[<prev] [next>] [<thread-prev] [thread-next>] [day] [month] [year] [list]
Message-ID: <202601042317.3h1kg7NS-lkp@intel.com>
Date: Sun, 4 Jan 2026 23:41:04 +0100
From: kernel test robot <lkp@...el.com>
To: Haoxiang Li <lihaoxiang@...c.iscas.ac.cn>, Felix.Kuehling@....com,
alexander.deucher@....com, christian.koenig@....com,
airlied@...il.com, simona@...ll.ch
Cc: oe-kbuild-all@...ts.linux.dev, amd-gfx@...ts.freedesktop.org,
dri-devel@...ts.freedesktop.org, linux-kernel@...r.kernel.org,
Haoxiang Li <lihaoxiang@...c.iscas.ac.cn>
Subject: Re: [PATCH] drm/amdkfd: fix a memory leak in
device_queue_manager_init()
Hi Haoxiang,
kernel test robot noticed the following build errors:
[auto build test ERROR on drm-misc/drm-misc-next]
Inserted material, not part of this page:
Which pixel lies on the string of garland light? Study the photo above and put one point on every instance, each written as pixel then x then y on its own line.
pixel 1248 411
[also build test ERROR on linus/master v6.19-rc3 next-20251219]
[If your patch is applied to the wrong git tree, kindly drop us a note.
And when submitting patch, we suggest to use '--base' as documented in
https://git-scm.com/docs/git-format-patch#_base_tree_information]
url: https://github.com/intel-lab-lkp/linux/commits/Haoxiang-Li/drm-amdkfd-fix-a-memory-leak-in-device_queue_manager_init/20260104-211645
base: https://gitlab.freedesktop.org/drm/misc/kernel.git drm-misc-next
patch link: https://lore.kernel.org/r/20260104131532.3978895-1-lihaoxiang%40isrc.iscas.ac.cn
patch subject: [PATCH] drm/amdkfd: fix a memory leak in device_queue_manager_init()
config: x86_64-rhel-9.4-ltp (https://download.01.org/0day-ci/archive/20260104/202601042317.3h1kg7NS-lkp@intel.com/config)
compiler: gcc-14 (Debian 14.2.0-19) 14.2.0
reproduce (this is a W=1 build): (https://download.01.org/0day-ci/archive/20260104/202601042317.3h1kg7NS-lkp@intel.com/reproduce)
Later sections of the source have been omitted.